For 13k, I can buy 2-3 very good Mechanical and/or gaming keyboards. Then I can use one of them to _strike_ some sense into the person who quoted 13k for the replacement keyboard.

Please don't tell Macbook keyboards are born and not manufactured or they use some alien superalloy from outer part of the galaxy in it and hence the high price


----------



## kalam_gohab (Mar 18, 2015)

Instead of bashing apple, can we guys help op?


----------



## avinandan012 (Mar 18, 2015)

best bet is to get to local shop if they can work out something


----------



## $hadow (Mar 19, 2015)

kkn13 said:


> actually apple was the first to come up with UEFI bios instead of the traditional one
> despite its security measures and awesome usability over regular BIOS,Apple has locked down UEFI to use OSX as a front
> similar to what Windows 8 + versions along with UEFI - enabled laptops and desktops do except Windows allows more flexibility and "whitelisted" versions of Linux Disk Images to boot even with "secure boot" enabled,something Apple refuses to implement due to long time rivalry with Linux
> 
> UEFI is the future of BIOS but Apples version is locked down and you need to use bootcamp software within OSX to allow Linux



Yeah and this is why windows based laptops excel. They provide the flexibility to the user without going to that extra step.

- - - Updated - - -

I would say get a wireless keyboard for a much lower price and enjoy.


----------



## Cool Buddy (Mar 20, 2015)

$hadow said:


> I would say get a wireless keyboard for a much lower price and enjoy.
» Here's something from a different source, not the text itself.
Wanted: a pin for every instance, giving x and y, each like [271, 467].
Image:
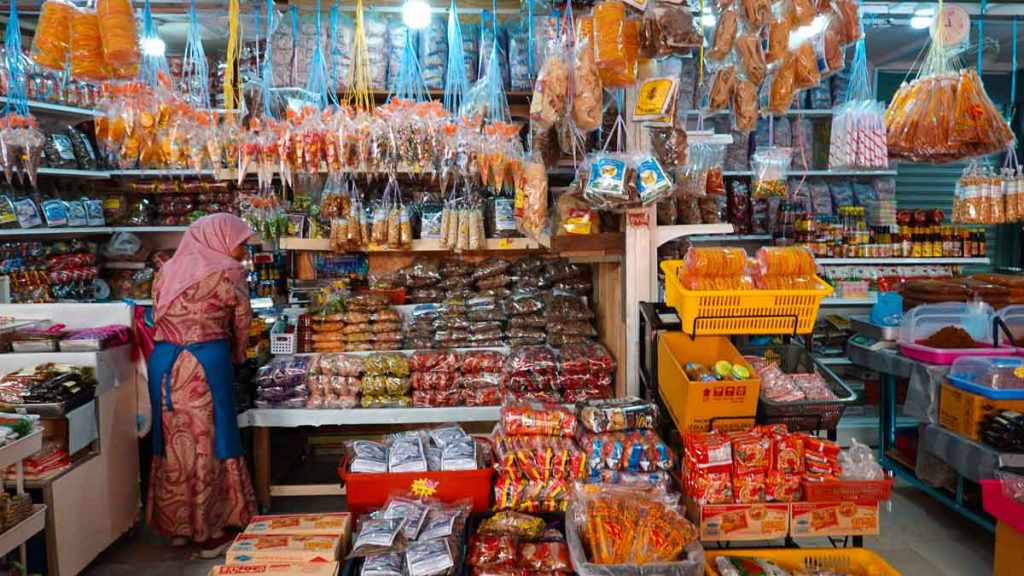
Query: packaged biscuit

Wireless keyboard, or any other type of external keyboard isn't working.

----------------------------

Ok, what's the equivalent of formatting a Windows PC in Mac terms?
And how do I do that?

BTW, I'm in Kolkata. So Lamington road is a bit far


----------



## kkn13 (Mar 21, 2015)

Cool Buddy said:


> Wireless keyboard, or any other type of external keyboard isn't working.
> 
> ----------------------------
> 
> ...



factory reset I guess
but that wont solve your problem......


----------



## $hadow (Mar 22, 2015)

And why is the Wireless kb not working?


----------



## Cool Buddy (Mar 23, 2015)

$hadow said:


> And why is the Wireless kb not working?



As I explained in my first post, for some weird reason, all the keys that are not working on the Macbook itself, do not work on the external keyboard either. The exact same keys.

That's what makes me think that the issue is a software one, not a hardware one. Hence I want to format the macbook.


----------



## kkn13 (Mar 24, 2015)

Cool Buddy said:


> As I explained in my first post, for some weird reason, all the keys that are not working on the Macbook itself, do not work on the external keyboard either. The exact same keys.
> 
> That's what makes me think that the issue is a software one, not a hardware one. Hence I want to format the macbook.



one more option is downloading a OSX image
remove the hard disk from the mac and put a different laptop one(formatted in Fat32)
then install OSX again and see if the issue persists

the advantage is you wont lose stuff from your original hard drive in case something goes wrong

- - - Updated - - -

try this first-
*www.tomsguide.com/forum/80243-35-laptop-keyboard-typing-wrong-symbols


----------